When it comes to questions of justice—whether the context is gender, race, abuse allegations, or something else—there has often been a malaise in the church, in large part because the injustice didn’t directly affect those of us sitting in places of privilege.
Like Meroz, it doesn’t directly affect our tribe.
As Deborah laments those who sat on the sidelines in the battle in Judges 5, she comes to a crescendo in verse 23: “‘Curse Meroz,’ said the angel of the Lord. ‘Curse its people bitterly, because they did not come to help the Lord, to help the Lord against the mighty’” (NIV).
“Cursed” seems like a strong word for a tribe that didn’t really do anything bad. It doesn’t say, “This tribe hung back and smoked weed and raided everyone’s tents while they were out.” It just says they did nothing.
They did nothing because it was not their land that was threatened. Meroz represents those people of God who fail to act when injustice doesn’t affect them.
The church in the West in various generations has been slow—far too slow—to champion the equality and dignity of the vulnerable. We haven’t been as diligent when it comes to injustices like sexual abuse, for instance, because we weren’t the ones affected.
But in Galatians, Paul tells us that following Jesus means bearing each other’s burdens: “Carry one another’s burdens; in this way, you will fulfill the law of Christ” (Galatians 6:2 CSB). This means that believers should care just as much about injustices happening to others as they do injustices happening to themselves.
Advocacy for the “other” has characterized every generation of faithful Christians.

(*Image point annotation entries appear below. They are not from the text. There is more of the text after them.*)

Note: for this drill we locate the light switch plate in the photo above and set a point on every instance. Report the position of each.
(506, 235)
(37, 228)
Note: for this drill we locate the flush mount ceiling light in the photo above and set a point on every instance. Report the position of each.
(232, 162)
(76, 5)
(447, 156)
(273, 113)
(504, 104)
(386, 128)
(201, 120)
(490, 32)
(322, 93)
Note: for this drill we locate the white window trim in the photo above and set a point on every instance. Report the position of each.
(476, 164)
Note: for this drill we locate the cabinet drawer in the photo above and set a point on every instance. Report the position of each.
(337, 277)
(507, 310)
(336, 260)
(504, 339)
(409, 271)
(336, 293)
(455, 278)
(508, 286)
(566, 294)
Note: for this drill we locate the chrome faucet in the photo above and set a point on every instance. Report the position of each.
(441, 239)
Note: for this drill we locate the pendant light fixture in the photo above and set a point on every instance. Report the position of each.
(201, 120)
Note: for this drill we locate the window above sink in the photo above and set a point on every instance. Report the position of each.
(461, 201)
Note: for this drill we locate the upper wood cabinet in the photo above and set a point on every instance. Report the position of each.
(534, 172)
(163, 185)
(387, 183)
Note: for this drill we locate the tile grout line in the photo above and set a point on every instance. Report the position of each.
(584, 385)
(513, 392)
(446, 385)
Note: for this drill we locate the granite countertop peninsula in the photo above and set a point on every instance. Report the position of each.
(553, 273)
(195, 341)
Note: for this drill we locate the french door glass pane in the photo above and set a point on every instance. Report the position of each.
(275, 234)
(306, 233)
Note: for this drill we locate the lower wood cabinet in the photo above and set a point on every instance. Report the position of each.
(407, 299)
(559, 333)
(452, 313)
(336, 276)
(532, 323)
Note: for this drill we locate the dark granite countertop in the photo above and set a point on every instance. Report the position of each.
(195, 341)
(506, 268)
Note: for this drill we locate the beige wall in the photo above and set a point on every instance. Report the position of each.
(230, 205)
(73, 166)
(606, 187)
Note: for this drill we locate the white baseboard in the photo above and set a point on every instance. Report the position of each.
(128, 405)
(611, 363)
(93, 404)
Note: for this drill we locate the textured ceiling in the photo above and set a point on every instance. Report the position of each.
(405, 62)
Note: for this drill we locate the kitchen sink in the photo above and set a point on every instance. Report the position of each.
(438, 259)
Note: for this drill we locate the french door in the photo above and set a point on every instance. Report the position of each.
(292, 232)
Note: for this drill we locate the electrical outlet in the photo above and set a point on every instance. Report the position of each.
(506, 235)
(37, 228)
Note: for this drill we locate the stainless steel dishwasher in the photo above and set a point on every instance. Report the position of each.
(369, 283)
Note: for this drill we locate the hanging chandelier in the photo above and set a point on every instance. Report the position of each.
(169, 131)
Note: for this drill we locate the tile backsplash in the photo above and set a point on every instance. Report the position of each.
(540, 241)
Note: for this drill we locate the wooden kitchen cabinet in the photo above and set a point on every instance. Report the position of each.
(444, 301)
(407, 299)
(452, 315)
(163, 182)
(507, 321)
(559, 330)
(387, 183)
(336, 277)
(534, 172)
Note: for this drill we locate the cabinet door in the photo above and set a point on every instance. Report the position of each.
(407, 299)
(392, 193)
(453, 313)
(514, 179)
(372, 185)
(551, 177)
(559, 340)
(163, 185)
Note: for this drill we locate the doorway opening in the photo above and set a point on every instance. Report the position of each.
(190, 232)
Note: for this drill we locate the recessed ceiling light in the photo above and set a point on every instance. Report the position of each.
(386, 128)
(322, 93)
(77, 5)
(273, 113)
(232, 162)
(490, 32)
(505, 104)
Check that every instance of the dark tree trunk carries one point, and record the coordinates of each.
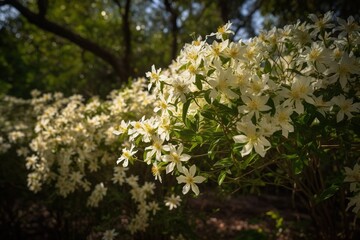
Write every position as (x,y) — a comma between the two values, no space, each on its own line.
(40,21)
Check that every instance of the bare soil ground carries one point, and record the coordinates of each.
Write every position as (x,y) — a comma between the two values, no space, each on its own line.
(250,217)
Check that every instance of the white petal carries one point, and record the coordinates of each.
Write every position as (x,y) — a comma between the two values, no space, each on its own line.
(195,189)
(186,188)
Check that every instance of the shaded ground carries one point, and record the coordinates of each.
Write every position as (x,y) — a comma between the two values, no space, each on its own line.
(250,217)
(230,218)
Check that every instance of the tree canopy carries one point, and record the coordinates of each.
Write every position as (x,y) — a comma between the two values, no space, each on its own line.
(91,47)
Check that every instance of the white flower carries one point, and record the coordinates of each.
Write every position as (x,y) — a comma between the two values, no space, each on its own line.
(126,155)
(156,171)
(189,179)
(301,89)
(254,105)
(175,157)
(155,148)
(221,81)
(109,234)
(121,128)
(172,201)
(252,139)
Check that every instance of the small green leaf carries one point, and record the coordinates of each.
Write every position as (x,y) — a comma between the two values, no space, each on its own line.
(327,193)
(225,162)
(221,177)
(185,109)
(198,80)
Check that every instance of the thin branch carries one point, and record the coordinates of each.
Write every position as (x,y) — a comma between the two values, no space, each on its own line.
(86,44)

We see it in the first centuries of the Christian movement. Even Emperor Julian, avowedly opposed to Christianity, said,
[The Christian cause] has been specially advanced through the loving service rendered to strangers, and through their care for the burial of the dead. It is a scandal that there is not a single Jew who is a beggar, and that the godless Galileans [i.e. Christians] care not only for their own poor but for ours as well; while those who belong to us look in vain for the help that we should render them.
Is it really that remarkable when we decry injustices that affect us or our communities? To borrow a phrase from Jesus, even the Gentiles do the same.
A distinguishing mark of Jesus’ followers should be that they cry out against injustices that do not directly affect them. As the book of Proverbs says, “Speak up for those who have no voice, for the justice of all who are dispossessed” (Proverbs 31:8). Not “Speak up for your friends when they are threatened.” Not “Speak up for your family when you are victims of justice.” No, speak up for others when they have no voice.
Because we bear the burdens of our brothers and sisters, we cannot, will not, and must not stay silent.
Where are those in the majority church today speaking up for the unique challenges faced by minorities in our culture?
Where are megachurch pastors speaking up for the abused? Where have they been? We know sexual abuse disproportionately affects women. Where are the men who will speak against it and for those affected?
Where are the Christians lamenting and repudiating violence or any discrimination against Muslims and Jews in our country?
Where are the white, southern Christians speaking up for the dignity of immigrants? Immigration policy may be complicated, but Christians should agree that, as part of any policy, immigrants should be treated as men and women made in the image of God, worthy of dignity and compassion.
In his “Letter from a Birmingham Jail,” Martin Luther King, Jr. wrote, “Injustice anywhere is a threat to justice everywhere.” Why? Because, as Dr. King knew, “We are caught in an inescapable network of mutuality, tied in a single garment of destiny. Whatever affects one directly, affects all indirectly.”
That sounds like the language of a man who has caught the vision of Galatians 6:2—bearing one another’s burdens.
When injustice affects one part of creation, it affects us all. For the sake of justice, we must speak up.